I'm one of those jerks with the Crackberries now. Except with a Treo.

So what nickname do the have for these? Special T? I can't think of anything good since I'm not part of the drug culture.

Sunday, March 04, 2007

Bubba Ho-tep: review


(3 out of 4 chiclets)


Kent and I watched Bubba Ho-tep last night: it wasn't exactly what I thought it was but I still liked it a lot.

Bruce Campbell plays Elvis, who is alive because he switched places with an Elvis impersonator back in the 70s after he got tired of fame and his soul-sucking friends. The impersonator is the one who died from the drugs and so the king is rotting away forgotten in an East Texas rest home, which is cursed by an Egyptian soul-sucking mummy.

Together with a black man who believes he is JFK (Ossie Davis) with dyed skin and a bag of sand where the blown-out part of his brain used to be, Elvis sets out to kill the mummy before the mummy kills him and takes his soul, the one true thing of his he has left.

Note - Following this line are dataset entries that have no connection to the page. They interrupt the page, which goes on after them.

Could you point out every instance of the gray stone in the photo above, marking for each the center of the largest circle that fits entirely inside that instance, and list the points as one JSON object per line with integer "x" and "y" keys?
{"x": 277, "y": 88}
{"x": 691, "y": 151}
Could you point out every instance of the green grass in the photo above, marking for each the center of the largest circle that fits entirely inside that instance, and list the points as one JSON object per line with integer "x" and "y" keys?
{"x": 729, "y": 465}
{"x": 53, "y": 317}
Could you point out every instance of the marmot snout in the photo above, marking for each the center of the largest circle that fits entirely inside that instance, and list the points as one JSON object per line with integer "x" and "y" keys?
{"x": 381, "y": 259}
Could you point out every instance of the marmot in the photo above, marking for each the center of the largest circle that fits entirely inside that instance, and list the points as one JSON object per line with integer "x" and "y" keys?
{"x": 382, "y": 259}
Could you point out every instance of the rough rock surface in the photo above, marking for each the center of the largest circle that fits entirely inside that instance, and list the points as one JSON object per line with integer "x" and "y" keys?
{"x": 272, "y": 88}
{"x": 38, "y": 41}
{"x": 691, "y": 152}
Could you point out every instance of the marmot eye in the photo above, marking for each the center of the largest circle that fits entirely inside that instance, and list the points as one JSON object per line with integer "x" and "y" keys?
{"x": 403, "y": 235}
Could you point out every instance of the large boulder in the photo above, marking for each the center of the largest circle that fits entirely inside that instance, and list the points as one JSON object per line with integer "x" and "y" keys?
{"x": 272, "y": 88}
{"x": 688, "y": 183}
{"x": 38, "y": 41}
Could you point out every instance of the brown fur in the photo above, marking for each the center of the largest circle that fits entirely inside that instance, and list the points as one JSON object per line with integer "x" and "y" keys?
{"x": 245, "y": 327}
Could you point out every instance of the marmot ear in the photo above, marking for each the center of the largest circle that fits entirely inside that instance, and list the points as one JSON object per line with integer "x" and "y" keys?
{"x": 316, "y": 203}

But fighting the mummy only takes up the last half hour of the movie. Before that, Elvis has to come to terms with how his life turned out. The main mummy of the movie is Elvis.

This isn't one of those New Age-y mid-80s body switching movies. Elvis switched places with the impersonator through a legal contract that was burned to ashes in a big barbeque catastrophe. If Elvis went public with the scheme to reclaim his throne, who would believe him? So after the impersonator died, Elvis was stuck with with his new identity forever. After breaking a hip impersonating himself on stage, Elvis spends the rest of his years in the rest home, all but locked away in a vault.

The inside of the rest home looks not so much like a vault, but more like what Hollywood portrays the inside of an Egyptian pyramid to be. It's very brown: the walls look like they're covered with mud, so much so that the dirt looks like it dripped down the hallway's wainscotting. Dim, torch-like wall sconces light the maze of corridors. And Elvis lies in his bed, almost in state, waiting for death or a reason to come alive again.

Campbell and Davis make a great team and create real characters, not just characatures. At first I wondered why Ossie Davis would want to be in this movie since I didn't think it fit the rest of the body of his work (turns out, Davis was in an episode of Night Gallery), but by the end I knew it was because it's much more than Elvis and JFK Battle the Mummy.